Il ragionamento europeo è un crescendo; prima si avverte lo Stato che, una volta trasferite le risorse alla Regione A per l’assolvimento dei relativi compiti, non potrà continuare a dare a B quanto gli corrispondeva in principio. Poi si ammonisce sempre lo Stato che se la fetta più grande sarà riservata ad A, a B spetterà la residua parte, in ipotesi anche zero. Stando così le cose, il regionalismo Calderoliano non è quello atteso dal legislatore costituzionale del 2001, art. 116 riformato, mancando il plafond minimale, necessario a consentire alle altre Regioni, se non di prosperare, almeno di sopravvivere.
La seconda ragione attiene alla funzione di indirizzo politico economico dello Stato, la quale gli viene strappata come se si potesse separare dalla sovranità una sua prerogativa inscindibile: la capacità di orientare la spesa pubblica, che qui arretra dinanzi alle richieste onnivore delle “Regioni virtuose”. Questa perdita metterebbe in pericolo l’unità della Repubblica per le considerazioni che seguono. Lo Stato avrebbe maggiore difficoltà a pagare il debito e quindi i soldi ricevuti con il Pnrr; le Regioni non differenziate rimarrebbero più indietro delle altre nel restituire la loro quota parte di Pnrr; la riduzione delle risorse andrebbe a danno delle azioni sociali progettate, destinate a rimanere sulla carta.

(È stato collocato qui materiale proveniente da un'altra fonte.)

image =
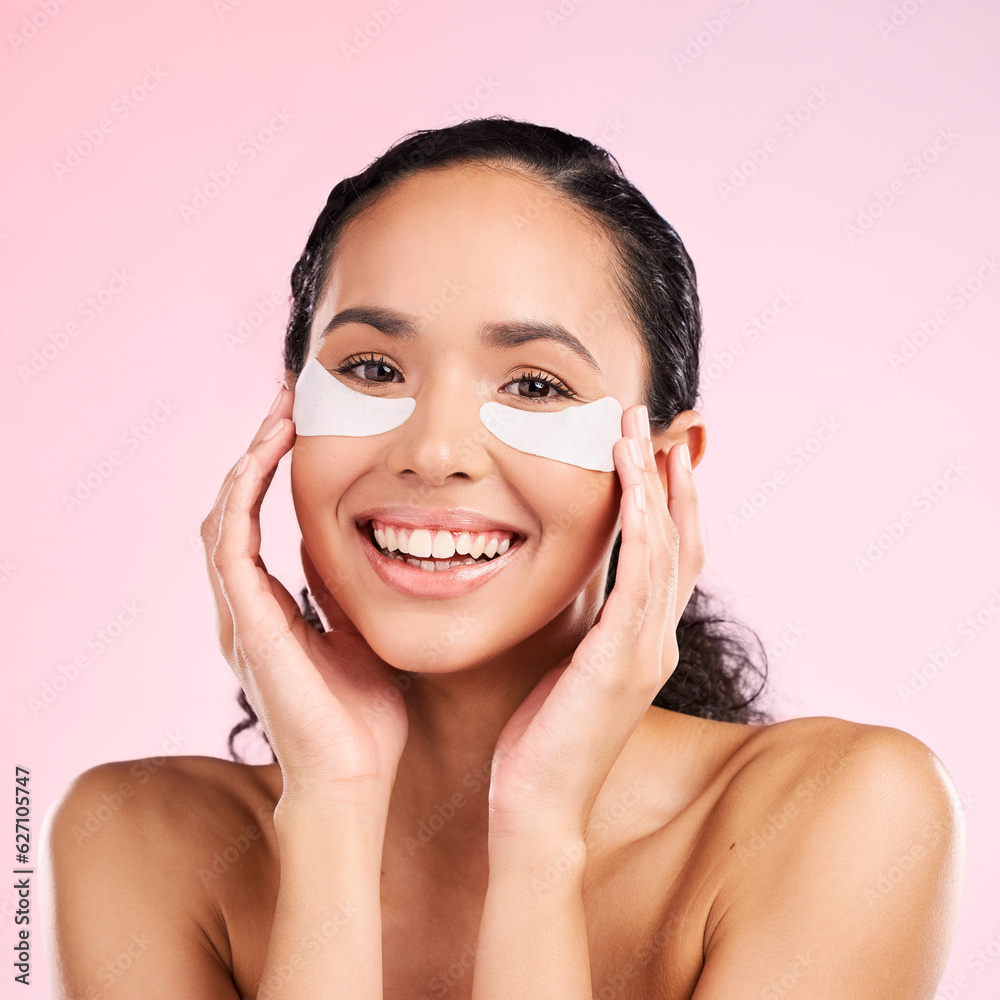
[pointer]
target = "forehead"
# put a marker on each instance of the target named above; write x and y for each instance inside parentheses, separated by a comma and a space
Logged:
(464, 245)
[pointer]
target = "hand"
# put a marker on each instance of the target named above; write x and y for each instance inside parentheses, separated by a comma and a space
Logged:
(329, 705)
(558, 747)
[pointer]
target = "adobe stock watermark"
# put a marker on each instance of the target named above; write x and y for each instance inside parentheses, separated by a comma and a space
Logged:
(131, 440)
(100, 640)
(122, 107)
(895, 529)
(87, 310)
(225, 8)
(246, 153)
(113, 802)
(786, 127)
(444, 812)
(937, 661)
(365, 34)
(31, 24)
(912, 170)
(274, 986)
(778, 988)
(715, 365)
(796, 459)
(898, 17)
(112, 970)
(712, 28)
(957, 298)
(248, 324)
(778, 819)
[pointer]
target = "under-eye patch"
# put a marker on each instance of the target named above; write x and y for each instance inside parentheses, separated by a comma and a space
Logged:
(583, 436)
(324, 405)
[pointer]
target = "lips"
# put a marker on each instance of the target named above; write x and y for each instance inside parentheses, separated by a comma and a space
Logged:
(415, 581)
(456, 519)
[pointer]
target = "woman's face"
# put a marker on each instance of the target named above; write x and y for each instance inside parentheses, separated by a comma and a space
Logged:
(450, 252)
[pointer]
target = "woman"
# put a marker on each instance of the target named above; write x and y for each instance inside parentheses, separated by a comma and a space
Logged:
(473, 793)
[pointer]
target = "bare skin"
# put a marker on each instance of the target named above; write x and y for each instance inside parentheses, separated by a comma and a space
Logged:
(717, 859)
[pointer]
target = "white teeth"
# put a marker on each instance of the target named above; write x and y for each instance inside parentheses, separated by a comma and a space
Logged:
(420, 542)
(443, 546)
(424, 544)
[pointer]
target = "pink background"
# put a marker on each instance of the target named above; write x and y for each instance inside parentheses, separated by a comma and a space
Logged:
(608, 71)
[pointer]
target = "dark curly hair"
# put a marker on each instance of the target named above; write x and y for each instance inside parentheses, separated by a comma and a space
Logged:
(656, 278)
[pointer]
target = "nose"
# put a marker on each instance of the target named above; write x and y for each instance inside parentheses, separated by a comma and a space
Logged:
(444, 436)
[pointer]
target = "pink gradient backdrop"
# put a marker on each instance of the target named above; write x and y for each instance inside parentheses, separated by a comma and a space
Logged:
(606, 71)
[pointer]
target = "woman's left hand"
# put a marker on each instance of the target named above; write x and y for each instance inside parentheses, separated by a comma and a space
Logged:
(558, 747)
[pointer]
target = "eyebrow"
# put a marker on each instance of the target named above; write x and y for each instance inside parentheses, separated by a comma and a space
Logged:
(496, 335)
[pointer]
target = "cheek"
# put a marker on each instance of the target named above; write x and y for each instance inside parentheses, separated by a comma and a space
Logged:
(579, 512)
(321, 473)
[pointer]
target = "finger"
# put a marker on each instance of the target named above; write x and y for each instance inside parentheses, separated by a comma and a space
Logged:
(281, 409)
(663, 532)
(333, 614)
(685, 514)
(628, 603)
(647, 560)
(245, 586)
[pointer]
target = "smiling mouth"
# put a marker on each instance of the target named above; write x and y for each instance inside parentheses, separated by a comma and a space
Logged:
(432, 564)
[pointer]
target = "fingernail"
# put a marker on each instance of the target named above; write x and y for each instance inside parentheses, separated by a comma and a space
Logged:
(643, 420)
(274, 430)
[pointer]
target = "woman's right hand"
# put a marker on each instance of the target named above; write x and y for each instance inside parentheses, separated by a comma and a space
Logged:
(332, 709)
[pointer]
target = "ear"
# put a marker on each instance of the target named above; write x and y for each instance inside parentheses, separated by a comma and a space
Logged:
(688, 427)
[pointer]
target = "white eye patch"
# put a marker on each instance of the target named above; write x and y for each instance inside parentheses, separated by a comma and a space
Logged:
(578, 435)
(324, 405)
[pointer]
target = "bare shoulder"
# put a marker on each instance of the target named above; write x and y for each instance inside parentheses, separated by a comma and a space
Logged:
(132, 848)
(841, 848)
(791, 762)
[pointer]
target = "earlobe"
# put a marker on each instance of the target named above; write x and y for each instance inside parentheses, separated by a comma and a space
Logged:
(687, 427)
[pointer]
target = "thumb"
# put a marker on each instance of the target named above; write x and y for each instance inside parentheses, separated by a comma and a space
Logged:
(332, 612)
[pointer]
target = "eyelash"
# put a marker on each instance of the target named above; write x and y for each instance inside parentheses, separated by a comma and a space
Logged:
(561, 388)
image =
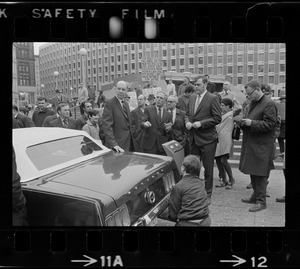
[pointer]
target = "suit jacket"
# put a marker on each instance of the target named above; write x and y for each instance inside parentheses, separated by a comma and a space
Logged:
(157, 132)
(179, 131)
(116, 126)
(137, 130)
(23, 121)
(258, 138)
(57, 123)
(209, 114)
(55, 100)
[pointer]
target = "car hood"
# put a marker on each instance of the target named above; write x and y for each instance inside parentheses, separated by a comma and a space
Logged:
(111, 174)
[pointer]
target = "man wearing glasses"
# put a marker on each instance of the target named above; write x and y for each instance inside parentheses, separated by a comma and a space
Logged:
(258, 127)
(202, 116)
(116, 121)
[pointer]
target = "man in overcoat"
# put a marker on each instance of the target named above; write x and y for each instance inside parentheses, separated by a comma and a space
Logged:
(258, 127)
(157, 123)
(116, 121)
(202, 116)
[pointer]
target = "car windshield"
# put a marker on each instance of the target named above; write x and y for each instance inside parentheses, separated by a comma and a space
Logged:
(59, 151)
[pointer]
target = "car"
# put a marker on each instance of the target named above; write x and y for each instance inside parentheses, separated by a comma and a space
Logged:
(70, 179)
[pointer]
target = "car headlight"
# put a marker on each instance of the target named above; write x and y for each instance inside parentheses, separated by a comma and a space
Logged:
(120, 217)
(169, 181)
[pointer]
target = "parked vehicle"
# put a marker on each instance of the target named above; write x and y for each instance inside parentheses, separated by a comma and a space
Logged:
(71, 179)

La terza ragione dell’ostilità europea al ddl è un calcolo di mera convenienza economica. Ammettiamo pure che lo Stato consenta la sopravvivenza delle altre Regioni, ma questo non è l’esito voluto dalla Costituzione, che impone alla Repubblica di attivarsi per ridurre le distanze, non di rimanere immobile per lasciarle invariate. Con il ddl assisteremmo a qualcosa di diverso e più grave: a un ossimoro giuridico perché lo Stato si muoverebbe per dilatare le diverse fortune territoriali, non per accorciarle. La Costituzione non si è limitata, a differenza dell’Unione, a vincolare le libertà economiche al common good perché ha scommesso sull’uguaglianza sostanziale, come avvio e fine di quel bagaglio di princìpi fondamentali, collocazione questa, che sottrae l’uguaglianza alle future revisioni costituzionali. Il ddl sbriciolerebbe questa norma-chiave dell’assetto istituzionale con una semplice legge ordinaria.
Il criterio europeo riconosce al disegno Calderoli la singolare capacità di produrre effetti diametralmente opposti sia a quelli attesi dalla coppia Next generation Eu-Pnrr per le numerose violazioni all’acquis communautaire, che a quelli prescritti dalla nostra Costituzione, violentata con l’attuazione alla rovescia dell’uguaglianza sostanziale.